Reply 16 of 75, by bakemono

User metadata
Rank Oldbie
Rank
Oldbie

Doesn't the G550 use 64-bit DDR like the G450, and unlike the G400 which uses 128-bit SGRAM? Expect better fillrate from the lower latency of SGRAM, vs DDR.

GBAJAM 2024 submission on itch: https://90soft90.itch.io/wreckage

Reply 17 of 75, by vvbee

User metadata
Rank Oldbie
Rank
Oldbie

Problem is the benchmarks here show no difference in fillrate, so it can't be write latency anyway. I'd assume read latency would come into play in the textured fillrate tests, but those results are more or less identical as well.

Reply 18 of 75, by The Serpent Rider

User metadata
Rank l33t++
Rank
l33t++

G550 is always DDR SGRAM and some G450 variants are also DDR SGRAM.
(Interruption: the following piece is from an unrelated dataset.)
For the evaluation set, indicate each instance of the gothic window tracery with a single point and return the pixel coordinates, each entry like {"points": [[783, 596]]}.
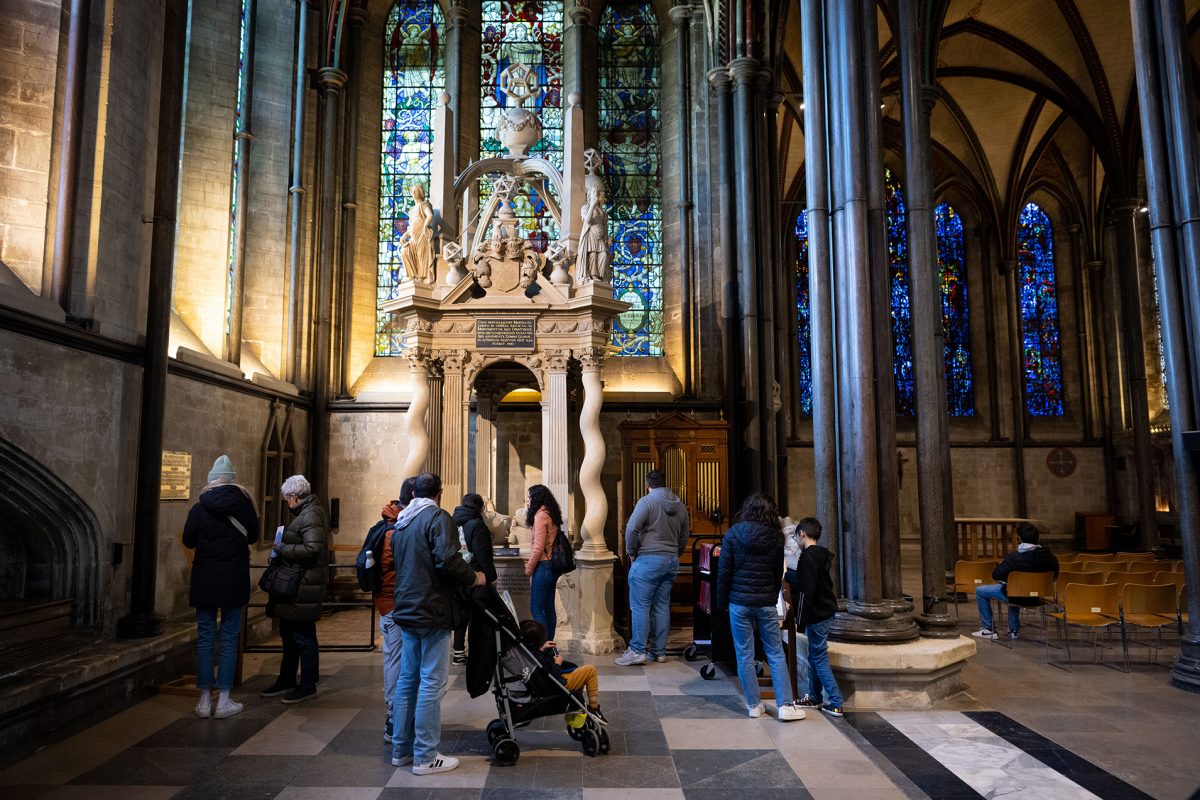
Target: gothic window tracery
{"points": [[413, 78], [629, 143], [1039, 313]]}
I must be some kind of standard: the anonymous gangbanger of the 21st century.

Reply 19 of 75, by vvbee

User metadata
Rank Oldbie
Rank
Oldbie

With more Direct3D games tested (800 x 600, 16-bit), the relative performance between the G400 and the G550 looks like this:

The attachment ftryoig.png is no longer available

MT Madness 2 is Monster Truck Madness 2.

So, there are some aspects of the G550 that make it faster (multitexturing) and some aspects that make it slower (unknown). You could pick half of these games and it'd look faster in Direct3D, pick the other half and it'll look slower.

As far as explaining the results, Thief 1 and 2 are similar to Quake 1 and 2, lightmaps and relatively simple geometry, presumably favoring the G550. I assume Rally Trophy is showing the benefit of single-pass multitexturing as well, but the difference is suspiciously big. Not too sure about the rest. Gothic, RealMYST and Trainz have similar terrain as game #1 in 3DMark2000 where the G550 was handicapped, but Rally Trophy does as well. What connects Formula One 97 and Homeworld?

There's no clear correlation between Direct3D version and the results for the G550, ditto for year of release.